Islamic radicals were trying to enlist young Muslim men in a British town into extremist training camps linked to notorious cleric Omar Bakri Mohammed, a British newspaper said yesterday.
Meanwhile, a senior police officer said Britain's national parks were being used as "pure indoctrination camps" to brainwash young Muslims.
Moderate Muslims in Redhill, south of London, told the Times newspaper that interlopers at their mosque were or had been members of Al-Muhajiroun, Bakri's supposedly defunct organization which British Prime Minister Tony Blair intends to ban in a crackdown on hardline Islamists following the London bombings in July.
The Syrian-born Bakri, Al-Muhajiroun's founder and spiritual leader, is one of Britain's best known -- many would say notorious -- radical Muslim clerics.
He is being held by Lebanese police after leaving London last Saturday on a supposed holiday.
The Times said scuffles broke out at Redhill's Islamic Center as angry parents prevented agitators from entering.
The newspaper said it uncovered physical training camps for young Muslims last year in nearby Crawley, next to London's Gatwick Airport. Teenagers were recruited by Al-Muhajiroun leaders and taught how to fight and keep fit.

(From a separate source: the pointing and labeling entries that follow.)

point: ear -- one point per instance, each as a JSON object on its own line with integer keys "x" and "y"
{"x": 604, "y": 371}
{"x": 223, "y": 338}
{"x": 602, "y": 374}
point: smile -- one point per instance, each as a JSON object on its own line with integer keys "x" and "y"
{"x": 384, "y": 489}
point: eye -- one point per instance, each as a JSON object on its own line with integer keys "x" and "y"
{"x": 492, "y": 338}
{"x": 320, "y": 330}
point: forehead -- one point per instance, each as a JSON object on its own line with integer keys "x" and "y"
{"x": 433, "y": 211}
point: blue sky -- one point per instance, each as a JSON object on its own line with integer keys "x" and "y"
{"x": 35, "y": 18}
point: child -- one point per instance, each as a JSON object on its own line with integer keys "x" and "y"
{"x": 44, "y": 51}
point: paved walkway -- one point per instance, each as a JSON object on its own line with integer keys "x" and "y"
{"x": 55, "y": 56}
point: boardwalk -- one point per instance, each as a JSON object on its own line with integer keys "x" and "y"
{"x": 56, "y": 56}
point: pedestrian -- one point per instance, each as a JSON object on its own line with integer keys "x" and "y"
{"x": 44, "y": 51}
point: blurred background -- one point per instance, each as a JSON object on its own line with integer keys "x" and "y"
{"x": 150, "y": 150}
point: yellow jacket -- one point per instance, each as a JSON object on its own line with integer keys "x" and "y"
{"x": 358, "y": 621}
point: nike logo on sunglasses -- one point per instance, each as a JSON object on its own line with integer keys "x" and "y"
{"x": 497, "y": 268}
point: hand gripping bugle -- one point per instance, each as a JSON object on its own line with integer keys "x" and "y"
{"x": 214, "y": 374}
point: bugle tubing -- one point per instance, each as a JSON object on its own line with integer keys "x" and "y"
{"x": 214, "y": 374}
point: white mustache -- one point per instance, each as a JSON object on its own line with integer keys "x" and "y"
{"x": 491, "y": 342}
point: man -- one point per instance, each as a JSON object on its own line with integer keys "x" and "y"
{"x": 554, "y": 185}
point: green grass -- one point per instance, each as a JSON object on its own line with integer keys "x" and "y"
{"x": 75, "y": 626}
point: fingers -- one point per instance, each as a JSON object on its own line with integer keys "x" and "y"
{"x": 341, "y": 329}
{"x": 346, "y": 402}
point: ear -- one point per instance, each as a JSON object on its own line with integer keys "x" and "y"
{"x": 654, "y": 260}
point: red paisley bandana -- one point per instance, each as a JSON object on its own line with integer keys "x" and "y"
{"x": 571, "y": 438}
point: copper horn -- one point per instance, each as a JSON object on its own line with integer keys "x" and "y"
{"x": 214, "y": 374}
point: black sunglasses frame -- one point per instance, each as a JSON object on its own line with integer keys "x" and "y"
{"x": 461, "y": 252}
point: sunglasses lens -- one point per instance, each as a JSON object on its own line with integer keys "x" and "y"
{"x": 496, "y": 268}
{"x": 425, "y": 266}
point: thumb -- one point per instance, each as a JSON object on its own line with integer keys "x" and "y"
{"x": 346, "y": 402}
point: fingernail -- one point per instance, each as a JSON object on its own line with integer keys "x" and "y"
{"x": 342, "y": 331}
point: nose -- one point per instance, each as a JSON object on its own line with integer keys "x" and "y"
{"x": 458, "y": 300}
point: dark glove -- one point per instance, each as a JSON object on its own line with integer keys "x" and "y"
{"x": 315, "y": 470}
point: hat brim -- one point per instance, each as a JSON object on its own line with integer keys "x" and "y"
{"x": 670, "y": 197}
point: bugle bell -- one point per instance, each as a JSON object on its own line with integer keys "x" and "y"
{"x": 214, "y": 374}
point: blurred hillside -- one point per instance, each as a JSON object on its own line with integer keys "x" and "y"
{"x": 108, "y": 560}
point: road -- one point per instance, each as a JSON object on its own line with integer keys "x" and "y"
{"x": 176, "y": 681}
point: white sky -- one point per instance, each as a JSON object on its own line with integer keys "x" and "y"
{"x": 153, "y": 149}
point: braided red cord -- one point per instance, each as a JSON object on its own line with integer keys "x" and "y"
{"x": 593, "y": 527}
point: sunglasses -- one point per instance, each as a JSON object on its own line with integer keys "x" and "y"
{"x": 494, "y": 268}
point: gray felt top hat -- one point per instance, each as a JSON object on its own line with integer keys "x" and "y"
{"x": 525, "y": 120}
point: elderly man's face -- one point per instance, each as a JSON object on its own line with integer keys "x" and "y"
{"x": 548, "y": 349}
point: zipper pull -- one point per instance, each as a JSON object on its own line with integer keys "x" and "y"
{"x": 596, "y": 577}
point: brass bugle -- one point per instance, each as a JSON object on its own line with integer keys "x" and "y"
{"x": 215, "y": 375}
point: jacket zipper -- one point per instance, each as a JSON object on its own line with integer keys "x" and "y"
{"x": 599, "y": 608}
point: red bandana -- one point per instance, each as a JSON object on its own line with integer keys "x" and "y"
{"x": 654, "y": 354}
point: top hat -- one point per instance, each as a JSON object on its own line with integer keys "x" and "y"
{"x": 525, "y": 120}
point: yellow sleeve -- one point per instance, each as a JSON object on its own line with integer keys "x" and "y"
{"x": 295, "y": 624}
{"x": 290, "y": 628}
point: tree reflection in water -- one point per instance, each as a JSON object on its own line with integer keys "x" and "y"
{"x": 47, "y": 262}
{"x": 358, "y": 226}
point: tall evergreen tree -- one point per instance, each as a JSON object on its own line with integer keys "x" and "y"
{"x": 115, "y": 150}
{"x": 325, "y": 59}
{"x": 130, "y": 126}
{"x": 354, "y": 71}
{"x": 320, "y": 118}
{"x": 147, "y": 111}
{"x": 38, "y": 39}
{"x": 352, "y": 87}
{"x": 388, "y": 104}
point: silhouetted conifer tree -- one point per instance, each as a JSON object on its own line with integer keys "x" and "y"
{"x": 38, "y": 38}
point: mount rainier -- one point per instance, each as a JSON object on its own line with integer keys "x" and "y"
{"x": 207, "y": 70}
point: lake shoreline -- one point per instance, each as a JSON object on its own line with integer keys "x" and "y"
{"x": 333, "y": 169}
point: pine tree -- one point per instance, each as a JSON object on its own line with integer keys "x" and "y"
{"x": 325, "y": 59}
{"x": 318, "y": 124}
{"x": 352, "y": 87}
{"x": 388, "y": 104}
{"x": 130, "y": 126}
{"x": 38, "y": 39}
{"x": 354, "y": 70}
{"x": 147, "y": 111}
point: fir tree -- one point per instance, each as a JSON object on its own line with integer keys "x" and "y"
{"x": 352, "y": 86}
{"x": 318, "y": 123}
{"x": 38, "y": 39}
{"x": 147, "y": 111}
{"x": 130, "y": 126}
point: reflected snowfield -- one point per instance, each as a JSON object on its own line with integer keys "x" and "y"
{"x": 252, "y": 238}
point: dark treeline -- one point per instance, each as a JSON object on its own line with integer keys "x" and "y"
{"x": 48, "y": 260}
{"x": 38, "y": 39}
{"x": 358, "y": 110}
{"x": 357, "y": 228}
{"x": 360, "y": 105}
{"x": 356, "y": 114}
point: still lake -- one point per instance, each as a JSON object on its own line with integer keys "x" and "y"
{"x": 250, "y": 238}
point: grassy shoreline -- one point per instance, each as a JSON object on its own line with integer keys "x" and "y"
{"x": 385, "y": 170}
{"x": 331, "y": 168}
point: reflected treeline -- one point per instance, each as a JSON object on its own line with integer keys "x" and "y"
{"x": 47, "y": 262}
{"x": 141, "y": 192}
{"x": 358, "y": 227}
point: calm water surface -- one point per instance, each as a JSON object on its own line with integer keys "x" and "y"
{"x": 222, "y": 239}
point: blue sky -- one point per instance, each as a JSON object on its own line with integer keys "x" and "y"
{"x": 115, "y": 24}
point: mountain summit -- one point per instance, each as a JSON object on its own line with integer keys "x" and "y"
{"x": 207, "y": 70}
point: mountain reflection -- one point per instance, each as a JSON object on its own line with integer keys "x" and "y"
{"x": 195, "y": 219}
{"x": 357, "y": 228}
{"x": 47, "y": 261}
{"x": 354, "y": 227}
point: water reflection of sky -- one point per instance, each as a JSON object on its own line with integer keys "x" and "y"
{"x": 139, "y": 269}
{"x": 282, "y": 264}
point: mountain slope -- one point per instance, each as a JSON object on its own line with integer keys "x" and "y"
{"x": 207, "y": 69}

Redhill elders claimed the same faces were approaching young Muslim men in their town, trying to pressure them into enlisting for similar camps.
"We are aware that this is how extremist groups were recruiting people to go to Afghanistan," said Qamar Bhatti, a spokesman for the Redhill mosque.
"They started to follow people and asked to talk to them. This was disturbing," Bhatti said. "These visitors would say to them ...`British society undermines our faith,' just starting to chip away at people."
"Some youngsters got involved in all this because they were impressionable," he said. "These people started talking about seminars, which they later called training camps."
Meanwhile, a senior police officer said Britain's national parks were being used to indoctrinate young Muslims.
"Consider the training camps run in this country by the extremists," said Chief Constable Colin Cramphorn of northern England's West Yorkshire Police force.
"They're not like the Irish Republican Army camps in Donegal [in Ireland] where people are learning how to fire mortars. They're actually pure indoctrination camps. It's much more than just a few white-water rafting trips such as the [July 7 London] bombers took," he told the Spectator magazine.
"Wherever there's a national park, you'll find them," he said. "All we can do now is track them, rather than disrupt them."
He suggested there might be 300 hardcore militants in Britain.